Clouds. They’re the perfect metaphor for illusion, aren’t they? They morph and we see myriad images, personal illusions, that aren’t really there. They aren’t there but we see them and sometimes we can point them out to other people and they share in the vision that isn’t really there. Often, not, though. Often, our partners can only find the pictures they are projecting in the clouds. The rarity of shared experience makes it feel more magical, more real when it happens. It confirms that we really are seeing an image that’s out there—and objectively so—even though we still know it isn’t real.
Clouds. It’s amazing how they form at various altitudes in the sky—some so high, they seem lightyears away; some so low, it seems as though you could reach out and touch them. They give visual depth to what would otherwise be an open, blue space. And if you were to fly up there, you’d know there was a difference in altitude by the temperature, the pressure, the sound, and the oxygen content.
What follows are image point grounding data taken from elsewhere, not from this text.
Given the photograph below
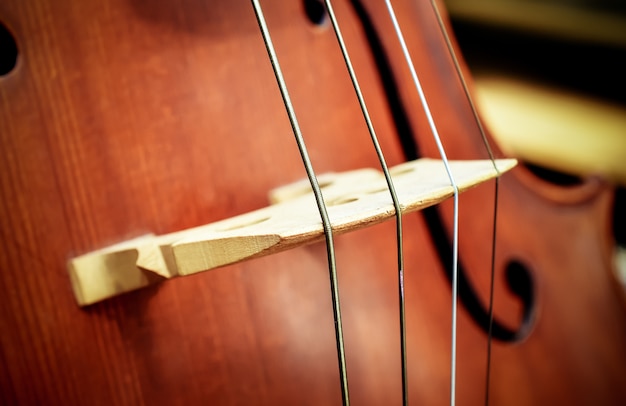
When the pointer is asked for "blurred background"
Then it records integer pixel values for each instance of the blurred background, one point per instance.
(551, 86)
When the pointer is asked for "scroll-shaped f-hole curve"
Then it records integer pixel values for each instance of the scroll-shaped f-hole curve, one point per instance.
(517, 275)
(518, 278)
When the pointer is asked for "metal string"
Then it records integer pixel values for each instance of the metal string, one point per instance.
(318, 197)
(394, 198)
(483, 134)
(444, 158)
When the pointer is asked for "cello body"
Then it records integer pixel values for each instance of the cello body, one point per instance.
(126, 117)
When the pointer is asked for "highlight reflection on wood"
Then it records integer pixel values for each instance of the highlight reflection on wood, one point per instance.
(355, 199)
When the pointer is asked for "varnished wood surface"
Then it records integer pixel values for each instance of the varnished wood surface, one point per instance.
(121, 111)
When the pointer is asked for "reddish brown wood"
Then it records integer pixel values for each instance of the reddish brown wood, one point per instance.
(127, 117)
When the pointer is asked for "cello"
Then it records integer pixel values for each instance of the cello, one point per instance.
(130, 117)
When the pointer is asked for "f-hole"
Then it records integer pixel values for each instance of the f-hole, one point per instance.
(8, 51)
(518, 276)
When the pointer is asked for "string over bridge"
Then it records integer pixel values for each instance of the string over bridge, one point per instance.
(355, 199)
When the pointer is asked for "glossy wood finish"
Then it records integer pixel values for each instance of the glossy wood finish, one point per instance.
(127, 117)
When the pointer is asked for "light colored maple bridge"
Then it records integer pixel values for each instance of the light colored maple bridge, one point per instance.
(354, 200)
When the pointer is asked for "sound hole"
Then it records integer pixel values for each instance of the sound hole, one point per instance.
(315, 11)
(8, 51)
(519, 281)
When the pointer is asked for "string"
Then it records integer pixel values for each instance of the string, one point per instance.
(483, 134)
(444, 158)
(318, 198)
(392, 190)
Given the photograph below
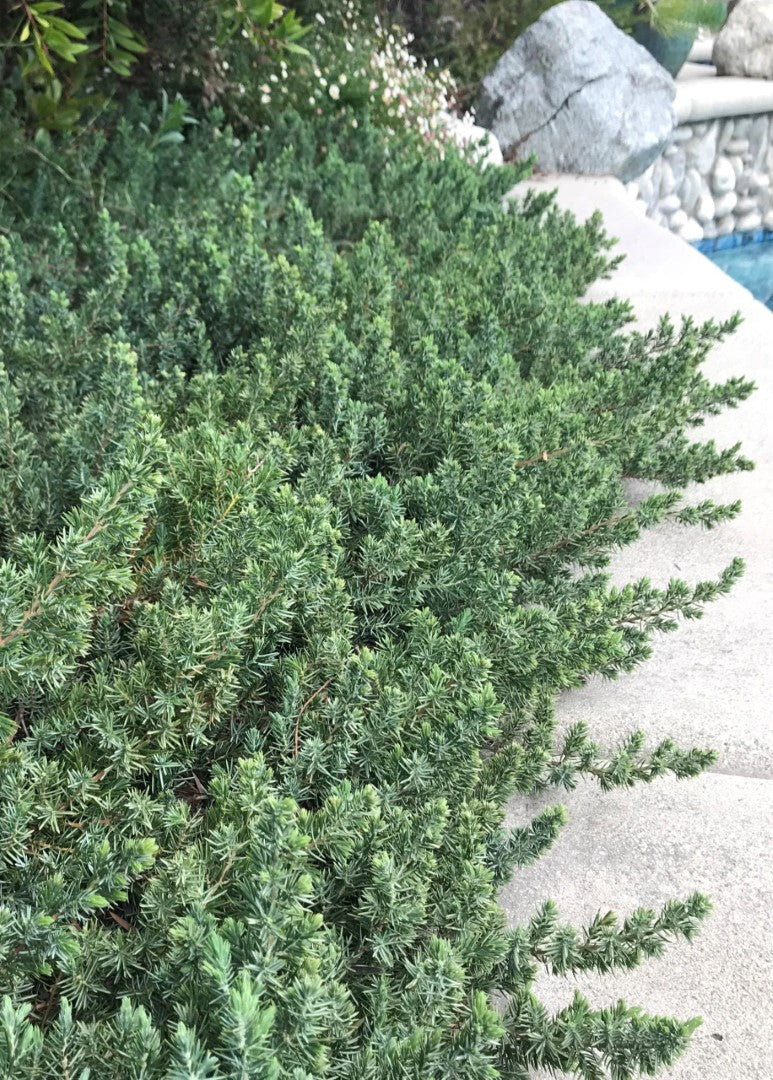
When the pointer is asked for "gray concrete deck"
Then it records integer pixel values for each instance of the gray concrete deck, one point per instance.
(708, 684)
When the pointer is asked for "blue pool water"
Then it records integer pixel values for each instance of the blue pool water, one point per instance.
(750, 265)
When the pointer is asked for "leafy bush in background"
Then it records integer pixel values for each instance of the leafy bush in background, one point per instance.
(56, 53)
(312, 464)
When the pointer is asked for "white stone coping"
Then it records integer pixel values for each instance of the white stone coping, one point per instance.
(701, 52)
(723, 96)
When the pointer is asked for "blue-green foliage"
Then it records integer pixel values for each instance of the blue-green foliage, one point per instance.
(312, 462)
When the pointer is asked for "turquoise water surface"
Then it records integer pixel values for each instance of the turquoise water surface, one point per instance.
(751, 266)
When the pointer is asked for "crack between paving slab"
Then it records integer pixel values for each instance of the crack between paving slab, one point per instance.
(567, 99)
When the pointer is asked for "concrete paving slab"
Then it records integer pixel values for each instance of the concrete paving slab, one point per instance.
(641, 848)
(708, 684)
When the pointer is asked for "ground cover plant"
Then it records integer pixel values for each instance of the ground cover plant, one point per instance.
(312, 462)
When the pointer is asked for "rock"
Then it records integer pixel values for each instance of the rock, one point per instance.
(722, 176)
(759, 139)
(726, 133)
(690, 190)
(702, 150)
(724, 204)
(692, 231)
(749, 221)
(645, 186)
(682, 134)
(667, 184)
(668, 204)
(579, 94)
(745, 44)
(678, 163)
(705, 210)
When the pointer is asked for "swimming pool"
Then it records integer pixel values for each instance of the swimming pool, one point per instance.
(750, 265)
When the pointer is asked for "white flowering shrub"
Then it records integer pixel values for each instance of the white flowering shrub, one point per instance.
(360, 65)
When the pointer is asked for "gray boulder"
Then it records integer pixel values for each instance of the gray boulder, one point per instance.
(745, 44)
(579, 94)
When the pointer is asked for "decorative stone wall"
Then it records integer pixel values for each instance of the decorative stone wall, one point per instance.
(714, 179)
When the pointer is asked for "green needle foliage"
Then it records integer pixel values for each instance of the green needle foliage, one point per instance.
(312, 463)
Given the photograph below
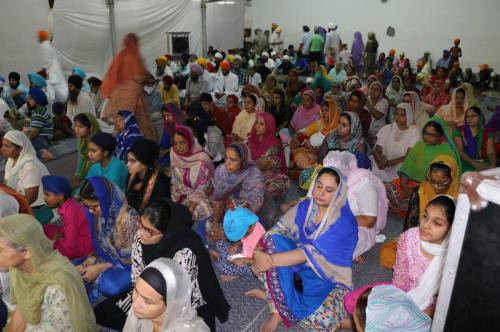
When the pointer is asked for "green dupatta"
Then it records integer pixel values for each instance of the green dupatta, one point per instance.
(51, 269)
(83, 162)
(420, 157)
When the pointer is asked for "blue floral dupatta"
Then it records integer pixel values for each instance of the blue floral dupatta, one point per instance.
(328, 246)
(103, 230)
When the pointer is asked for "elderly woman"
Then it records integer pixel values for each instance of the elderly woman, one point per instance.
(436, 140)
(378, 107)
(454, 112)
(146, 182)
(442, 179)
(311, 246)
(113, 224)
(307, 113)
(166, 232)
(246, 118)
(475, 142)
(367, 199)
(161, 301)
(267, 153)
(86, 126)
(127, 133)
(313, 136)
(24, 171)
(104, 163)
(393, 143)
(347, 137)
(46, 288)
(237, 182)
(192, 173)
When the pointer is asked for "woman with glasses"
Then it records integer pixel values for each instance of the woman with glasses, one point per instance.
(436, 141)
(145, 181)
(192, 173)
(113, 224)
(442, 179)
(165, 231)
(475, 142)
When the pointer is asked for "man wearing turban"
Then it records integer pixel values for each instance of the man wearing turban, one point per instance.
(226, 83)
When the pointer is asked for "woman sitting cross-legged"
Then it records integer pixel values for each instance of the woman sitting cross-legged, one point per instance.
(113, 225)
(393, 143)
(267, 153)
(367, 199)
(24, 171)
(48, 291)
(312, 136)
(307, 258)
(145, 181)
(347, 137)
(475, 142)
(192, 173)
(127, 133)
(420, 257)
(161, 301)
(436, 140)
(166, 231)
(442, 179)
(237, 182)
(86, 126)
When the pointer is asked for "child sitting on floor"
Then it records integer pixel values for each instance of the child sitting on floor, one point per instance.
(62, 124)
(72, 239)
(232, 107)
(242, 227)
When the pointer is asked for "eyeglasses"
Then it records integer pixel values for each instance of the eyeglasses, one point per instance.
(438, 184)
(432, 135)
(148, 232)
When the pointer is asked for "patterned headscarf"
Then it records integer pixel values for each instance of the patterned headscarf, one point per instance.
(129, 136)
(111, 202)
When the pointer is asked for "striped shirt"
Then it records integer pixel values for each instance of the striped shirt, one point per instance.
(41, 119)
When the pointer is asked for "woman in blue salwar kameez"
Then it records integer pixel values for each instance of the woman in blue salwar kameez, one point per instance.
(307, 258)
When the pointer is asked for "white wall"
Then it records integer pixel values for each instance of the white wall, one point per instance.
(19, 22)
(421, 25)
(225, 24)
(81, 29)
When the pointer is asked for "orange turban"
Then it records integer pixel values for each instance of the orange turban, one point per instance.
(43, 35)
(225, 65)
(483, 66)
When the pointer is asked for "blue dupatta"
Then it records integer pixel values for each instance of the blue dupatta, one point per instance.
(111, 201)
(328, 246)
(129, 136)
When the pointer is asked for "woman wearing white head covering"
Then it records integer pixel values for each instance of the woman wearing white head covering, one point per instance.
(23, 171)
(8, 205)
(393, 142)
(367, 199)
(167, 289)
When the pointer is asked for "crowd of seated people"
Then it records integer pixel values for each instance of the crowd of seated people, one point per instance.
(182, 176)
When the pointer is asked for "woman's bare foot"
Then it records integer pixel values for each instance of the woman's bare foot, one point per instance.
(46, 155)
(214, 255)
(225, 278)
(361, 259)
(272, 323)
(257, 293)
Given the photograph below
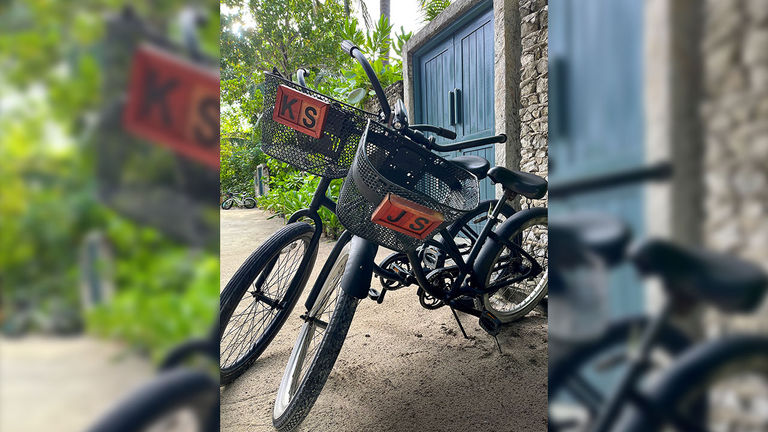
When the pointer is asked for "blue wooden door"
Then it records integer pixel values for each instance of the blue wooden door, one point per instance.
(596, 114)
(454, 83)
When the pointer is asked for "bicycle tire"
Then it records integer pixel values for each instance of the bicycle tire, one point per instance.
(526, 219)
(680, 395)
(287, 418)
(266, 257)
(167, 393)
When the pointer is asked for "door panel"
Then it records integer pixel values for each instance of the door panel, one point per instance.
(436, 73)
(473, 47)
(596, 64)
(461, 59)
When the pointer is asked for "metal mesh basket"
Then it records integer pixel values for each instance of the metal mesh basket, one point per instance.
(387, 164)
(328, 156)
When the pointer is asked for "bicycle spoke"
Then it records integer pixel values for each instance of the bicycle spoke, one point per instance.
(247, 326)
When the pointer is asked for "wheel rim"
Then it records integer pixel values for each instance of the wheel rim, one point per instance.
(512, 299)
(260, 305)
(311, 335)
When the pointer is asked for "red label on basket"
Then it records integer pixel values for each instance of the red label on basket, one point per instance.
(406, 216)
(299, 111)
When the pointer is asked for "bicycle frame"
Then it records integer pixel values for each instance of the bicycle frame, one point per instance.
(466, 282)
(638, 363)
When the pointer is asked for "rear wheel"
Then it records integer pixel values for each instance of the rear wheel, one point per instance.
(260, 296)
(513, 301)
(317, 347)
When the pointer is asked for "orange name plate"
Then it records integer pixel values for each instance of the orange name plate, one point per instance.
(406, 216)
(299, 111)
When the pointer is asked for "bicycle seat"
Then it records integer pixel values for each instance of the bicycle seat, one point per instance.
(526, 184)
(475, 164)
(603, 235)
(728, 283)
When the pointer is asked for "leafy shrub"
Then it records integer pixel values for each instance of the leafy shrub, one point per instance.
(164, 292)
(291, 190)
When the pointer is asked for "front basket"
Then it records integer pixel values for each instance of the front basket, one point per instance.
(398, 194)
(321, 141)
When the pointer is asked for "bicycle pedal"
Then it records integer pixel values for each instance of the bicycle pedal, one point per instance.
(375, 295)
(490, 323)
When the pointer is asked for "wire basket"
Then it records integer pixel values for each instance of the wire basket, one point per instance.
(398, 194)
(326, 132)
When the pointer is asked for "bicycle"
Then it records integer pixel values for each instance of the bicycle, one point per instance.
(396, 180)
(278, 270)
(239, 200)
(631, 349)
(178, 398)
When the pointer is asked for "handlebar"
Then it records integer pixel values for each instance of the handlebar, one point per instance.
(300, 73)
(657, 172)
(445, 133)
(355, 53)
(420, 138)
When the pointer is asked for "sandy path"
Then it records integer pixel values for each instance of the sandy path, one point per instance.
(402, 368)
(63, 384)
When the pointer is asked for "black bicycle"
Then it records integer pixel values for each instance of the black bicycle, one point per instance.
(184, 396)
(239, 200)
(399, 194)
(598, 385)
(321, 135)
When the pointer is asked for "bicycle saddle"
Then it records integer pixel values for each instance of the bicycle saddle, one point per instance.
(475, 164)
(727, 283)
(526, 184)
(603, 235)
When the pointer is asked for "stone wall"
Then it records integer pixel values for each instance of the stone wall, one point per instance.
(533, 88)
(734, 113)
(393, 93)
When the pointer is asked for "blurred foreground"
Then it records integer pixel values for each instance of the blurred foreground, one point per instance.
(659, 185)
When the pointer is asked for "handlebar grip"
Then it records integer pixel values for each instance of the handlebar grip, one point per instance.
(445, 133)
(355, 53)
(348, 46)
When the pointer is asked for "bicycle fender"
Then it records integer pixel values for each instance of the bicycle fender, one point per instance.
(695, 366)
(357, 274)
(491, 246)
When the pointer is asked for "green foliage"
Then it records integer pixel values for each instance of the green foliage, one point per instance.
(164, 298)
(239, 159)
(353, 86)
(432, 8)
(291, 190)
(52, 83)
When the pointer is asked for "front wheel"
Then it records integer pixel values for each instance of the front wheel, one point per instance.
(258, 299)
(317, 347)
(514, 300)
(249, 202)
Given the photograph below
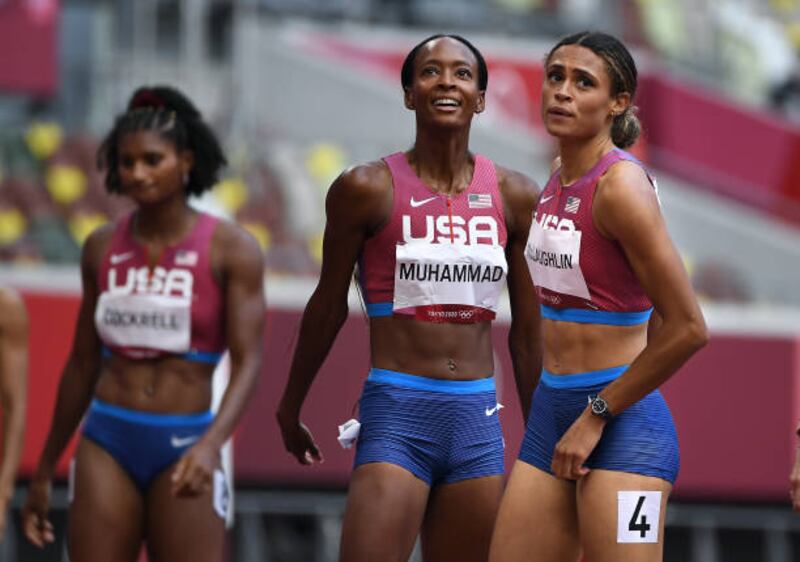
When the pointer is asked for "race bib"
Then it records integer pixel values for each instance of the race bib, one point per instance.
(448, 274)
(553, 258)
(141, 320)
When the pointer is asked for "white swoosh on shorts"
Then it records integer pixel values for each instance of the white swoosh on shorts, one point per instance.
(179, 442)
(119, 258)
(421, 202)
(497, 408)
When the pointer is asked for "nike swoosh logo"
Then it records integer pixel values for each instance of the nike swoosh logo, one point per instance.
(497, 408)
(180, 442)
(420, 203)
(119, 258)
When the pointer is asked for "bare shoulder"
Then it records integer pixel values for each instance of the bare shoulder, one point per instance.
(516, 187)
(625, 180)
(96, 245)
(372, 179)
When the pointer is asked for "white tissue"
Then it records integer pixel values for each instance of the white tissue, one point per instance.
(348, 433)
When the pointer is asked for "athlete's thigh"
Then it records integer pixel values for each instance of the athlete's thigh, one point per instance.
(622, 516)
(460, 519)
(185, 529)
(385, 508)
(538, 520)
(106, 515)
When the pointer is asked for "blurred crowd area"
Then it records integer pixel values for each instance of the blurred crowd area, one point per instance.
(746, 49)
(52, 194)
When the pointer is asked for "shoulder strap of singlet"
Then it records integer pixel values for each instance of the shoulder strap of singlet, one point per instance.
(204, 229)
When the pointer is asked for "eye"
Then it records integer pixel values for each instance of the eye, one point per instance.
(153, 158)
(554, 76)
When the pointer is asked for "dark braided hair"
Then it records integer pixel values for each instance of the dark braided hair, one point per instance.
(621, 68)
(407, 72)
(175, 118)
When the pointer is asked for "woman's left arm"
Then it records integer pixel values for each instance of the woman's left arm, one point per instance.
(627, 210)
(520, 196)
(242, 267)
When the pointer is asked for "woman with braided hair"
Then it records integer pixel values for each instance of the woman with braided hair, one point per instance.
(166, 290)
(600, 452)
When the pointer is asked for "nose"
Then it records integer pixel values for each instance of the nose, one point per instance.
(139, 172)
(446, 78)
(562, 91)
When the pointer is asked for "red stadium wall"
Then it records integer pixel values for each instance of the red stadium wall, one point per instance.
(735, 405)
(28, 43)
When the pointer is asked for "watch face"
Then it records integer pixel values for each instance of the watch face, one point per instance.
(599, 406)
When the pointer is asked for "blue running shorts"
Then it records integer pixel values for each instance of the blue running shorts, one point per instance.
(143, 443)
(641, 440)
(442, 431)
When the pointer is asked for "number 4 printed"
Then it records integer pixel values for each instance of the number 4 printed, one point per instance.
(638, 516)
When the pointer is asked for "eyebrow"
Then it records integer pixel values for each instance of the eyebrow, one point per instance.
(577, 69)
(440, 63)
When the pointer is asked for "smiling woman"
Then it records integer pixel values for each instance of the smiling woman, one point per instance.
(435, 232)
(166, 291)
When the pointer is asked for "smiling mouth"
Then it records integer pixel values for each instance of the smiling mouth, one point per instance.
(446, 103)
(557, 111)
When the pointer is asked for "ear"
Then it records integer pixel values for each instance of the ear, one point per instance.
(481, 105)
(186, 161)
(408, 99)
(620, 103)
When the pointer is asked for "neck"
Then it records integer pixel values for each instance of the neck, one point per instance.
(164, 223)
(578, 157)
(442, 160)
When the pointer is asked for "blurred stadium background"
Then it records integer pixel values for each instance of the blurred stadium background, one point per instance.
(300, 89)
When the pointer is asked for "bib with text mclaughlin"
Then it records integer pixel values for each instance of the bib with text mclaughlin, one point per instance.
(464, 279)
(159, 322)
(553, 257)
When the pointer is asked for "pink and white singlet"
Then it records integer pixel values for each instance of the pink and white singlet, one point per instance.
(177, 307)
(438, 258)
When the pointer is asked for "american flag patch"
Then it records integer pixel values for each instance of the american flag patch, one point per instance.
(572, 204)
(479, 201)
(186, 258)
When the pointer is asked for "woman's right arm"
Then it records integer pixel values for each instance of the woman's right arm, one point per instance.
(75, 390)
(355, 206)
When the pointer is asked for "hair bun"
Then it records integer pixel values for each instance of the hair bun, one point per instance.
(626, 128)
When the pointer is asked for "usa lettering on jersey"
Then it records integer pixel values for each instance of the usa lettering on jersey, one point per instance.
(439, 230)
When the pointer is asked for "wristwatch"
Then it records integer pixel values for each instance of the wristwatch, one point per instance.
(599, 407)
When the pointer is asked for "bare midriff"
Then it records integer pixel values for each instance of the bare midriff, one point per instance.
(571, 347)
(169, 385)
(440, 351)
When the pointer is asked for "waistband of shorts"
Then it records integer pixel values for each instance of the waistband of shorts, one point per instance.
(379, 309)
(150, 418)
(582, 380)
(586, 316)
(395, 378)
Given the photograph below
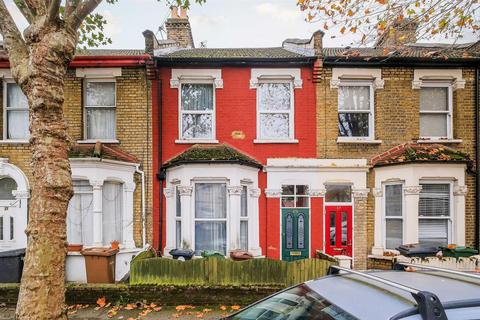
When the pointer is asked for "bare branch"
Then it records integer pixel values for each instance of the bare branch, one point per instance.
(25, 10)
(14, 43)
(70, 7)
(53, 10)
(37, 7)
(81, 12)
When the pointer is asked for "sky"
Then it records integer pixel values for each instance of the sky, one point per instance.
(218, 23)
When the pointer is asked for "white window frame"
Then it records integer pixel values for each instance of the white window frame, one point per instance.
(85, 108)
(291, 112)
(213, 112)
(245, 218)
(451, 218)
(371, 111)
(227, 214)
(5, 109)
(448, 113)
(385, 218)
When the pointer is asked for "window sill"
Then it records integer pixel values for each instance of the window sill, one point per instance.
(357, 141)
(439, 141)
(14, 142)
(196, 141)
(95, 141)
(275, 141)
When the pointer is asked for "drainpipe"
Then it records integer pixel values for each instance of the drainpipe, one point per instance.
(477, 156)
(144, 226)
(161, 175)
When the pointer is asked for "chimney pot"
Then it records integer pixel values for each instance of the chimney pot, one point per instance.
(183, 13)
(174, 12)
So there is a depth in altitude, but clouds add the illusion of hierarchy to those traits of the one blue sky.
Clouds. When we talk about them as though they are nothing, because they are nothing, we neglect the fact that they’re still there. No amount of our acknowledging their unrealness makes them go away. This is a clue that they are necessary illusions. They must exist, even though they don’t. It’s just how the sky works. It produces clouds and we make images and tell stories about those images. We say those images and stories are unreal because they are subjective, yet they feel more real, more alive, precisely because they are subjective. They come from us; they are us. They are us imagining beyond our limitations. Beyond mere clouds.
Clouds. They are fine with all that.